それがしたかと思うと宇宙船全体が揺れ始める。

 

ゴゴゴゴゴゴゴ………

 

操縦室の窓のカーテンを開け、外を見ると宇宙船は既に宇宙へ出ていた。なんというスピードだろうか。

 

「ふぅ、もう大丈夫。無重力対応システムを稼働させたから普通に歩けるはずよ。」

 

マリアムはやりきったような顔でこちらを向く。

 

「な、なぁ、な、なんでマリアム操縦できんの?」

 

康裕が素朴な疑問をぶつける。

 

「え?」

 

「いやだからなんでマリアム操縦できたの?」

 

全くその通りである。他のやつら四人がかりでもどうにもならなかった操縦ボタンを一人で解決してしまったのだから。

 

「ああ、あたしのお父さん地球人が地球から出る時の宇宙船をつくる会社の株主だったから。株主優待であたしちょっと宇宙船操縦したことあるんだ。

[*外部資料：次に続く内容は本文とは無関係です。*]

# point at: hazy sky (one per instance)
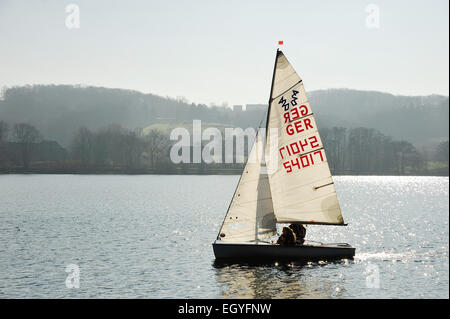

オウナさんは優しいわ。わざわざ地球の宇宙船と同じ型の宇宙船を出してくれたんだから。」

 

マリアムは笑顔でなんかとんでもないことを言ってる。

ていうかあんたのおとんは何者やねん………

 

まあしかし何はともあれ宇宙に出たのである。

 

俺たちは黒龍重工のAIを止める装置をつくらなければいけない。

 

一体、どんな旅が待っているのだろうか。

 

俺は、不安と興奮の念で押し潰されそうであった。